1. 拝啓 市町村長殿、『保教育課』の新設はいかがでしょうか

2. 生涯学習実践研究交流会第25回記念大会報告

3. 第25回大会記念出版および実行委員会

4. 第66回生涯学習フォーラムレポート

5. MESSAGE TO AND FROM

6. お知らせ&編集後記

生涯学習実践研究交流会第25回記念大会報告

T 不安の時代
特別企画:第1部「定年と老いをどう生きるか」
第2部「生涯時間20年時代の施策はなにか?」 より
 1  「自助」−「共助」−「公助」

  個人の当面する課題と不安を下敷きにすれば生涯学習の施策に繋がるのではないか、とプログラム企画の段階では漠然と考えていた。それゆえ、第1部では登壇者がそれぞれに個人の願望や不安や環境・事情を語った。しかし、個人の生涯学習課題がそのまま第2部の生涯学習施策には繋がらない。当然のことだが、第1部で登壇した「交流会」実行委員経験者の問題意識は多岐に渡った。定年は時に2度でも3度でもやってくる。その時その時の衝撃が大きいとしても、複数の定年を迎えることのできる方々は社会的に幸運な方々であろう。財政難の昨今いくら福祉社会を標榜しても、公的施策によってこの種の人々の面倒迄は見切れない。「親の介護」も個人の数だけ問題が起る。満足して逝った親もいればそうでない親もいることであろう。そうでなければ"まだ、生きてんのかいや!もう、いい加減にしてや"のセリフは生まれない。「親孝行したくないのに親は生き」の"川柳"も生まれない。司会の正平辰男氏は登壇者に「高齢期」の「野望」はないのか、と問うている。野望の実現を妨げているのは、金か?場所か?時間か?己の才能か?それとも配偶者の邪魔立てか?と尋ねている。これらの問いに対する各人の答が出たとしても、ますます生涯学習の公的施策にはなりにくい。「個人の願望」と「個人を取り巻く状況の現実」のギャップはそれがどれほど深刻であっても、原則的に個人が解決するしか方法はない。
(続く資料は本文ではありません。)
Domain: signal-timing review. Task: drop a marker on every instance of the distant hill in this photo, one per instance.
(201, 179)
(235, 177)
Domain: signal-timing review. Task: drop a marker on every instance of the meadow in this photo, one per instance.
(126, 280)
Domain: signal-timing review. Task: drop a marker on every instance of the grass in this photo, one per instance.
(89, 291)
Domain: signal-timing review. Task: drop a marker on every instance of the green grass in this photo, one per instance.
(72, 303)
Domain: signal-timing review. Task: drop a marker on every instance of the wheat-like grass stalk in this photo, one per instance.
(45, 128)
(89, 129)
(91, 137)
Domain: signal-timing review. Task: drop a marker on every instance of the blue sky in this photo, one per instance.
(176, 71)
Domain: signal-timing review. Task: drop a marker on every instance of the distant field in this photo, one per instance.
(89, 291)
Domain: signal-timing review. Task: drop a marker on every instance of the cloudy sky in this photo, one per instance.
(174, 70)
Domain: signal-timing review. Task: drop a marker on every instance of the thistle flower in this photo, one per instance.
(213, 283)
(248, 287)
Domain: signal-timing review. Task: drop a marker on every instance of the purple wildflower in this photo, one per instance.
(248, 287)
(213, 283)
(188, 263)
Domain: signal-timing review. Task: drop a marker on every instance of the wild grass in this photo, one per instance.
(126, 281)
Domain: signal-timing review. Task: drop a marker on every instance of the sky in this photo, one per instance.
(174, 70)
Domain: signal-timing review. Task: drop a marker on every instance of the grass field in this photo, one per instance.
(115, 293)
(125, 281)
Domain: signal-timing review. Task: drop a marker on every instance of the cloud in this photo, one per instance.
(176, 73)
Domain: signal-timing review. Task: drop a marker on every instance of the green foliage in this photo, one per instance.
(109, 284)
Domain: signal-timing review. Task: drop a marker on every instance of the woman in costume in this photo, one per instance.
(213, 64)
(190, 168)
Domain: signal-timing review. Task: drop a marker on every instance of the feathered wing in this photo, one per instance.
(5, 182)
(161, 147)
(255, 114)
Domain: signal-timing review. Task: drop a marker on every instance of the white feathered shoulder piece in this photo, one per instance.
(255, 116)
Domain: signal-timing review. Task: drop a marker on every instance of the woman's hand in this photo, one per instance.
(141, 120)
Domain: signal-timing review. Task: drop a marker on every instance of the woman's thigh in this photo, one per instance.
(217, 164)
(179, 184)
病気で医者にかかる場合はともかく、「体力」、「気力」の衰弱を初めとして、老後の準備は個人の責任に帰結する問題の典型である。「女房に死なれて以来女の手は握ったことはない」という種類の問題に対応する施策は当面存在する筈はないのである。
  筆者は第2部の司会を担当する役であったが、個人の問題を社会的施策に置き換えることの難しさに途方にくれて立ち往生した。福岡県立社会教育総合センターの菊川律子所長から表記の「自助」?「共助」?「公助」の3段階整理の助け舟をいただいて我に返った。ご指摘の通りである。第1部で出された心配も不安も深刻なものであったが、「答」は単純である。「自分で何とかせい!」という外はない。もちろん、答が単純である、ということが、対応が簡単であるということではない。逆である。どの問題をとっても各人が自己責任で乗り切れる保証は無い。老いのどんづまりは心身の衰弱であり、人生を支えてきた方々との「別れ」である。ほとんどの問題はそれぞれの生き方に関わり、人生の終り方に関わる。「自助」の部分は人生の秘事なのである。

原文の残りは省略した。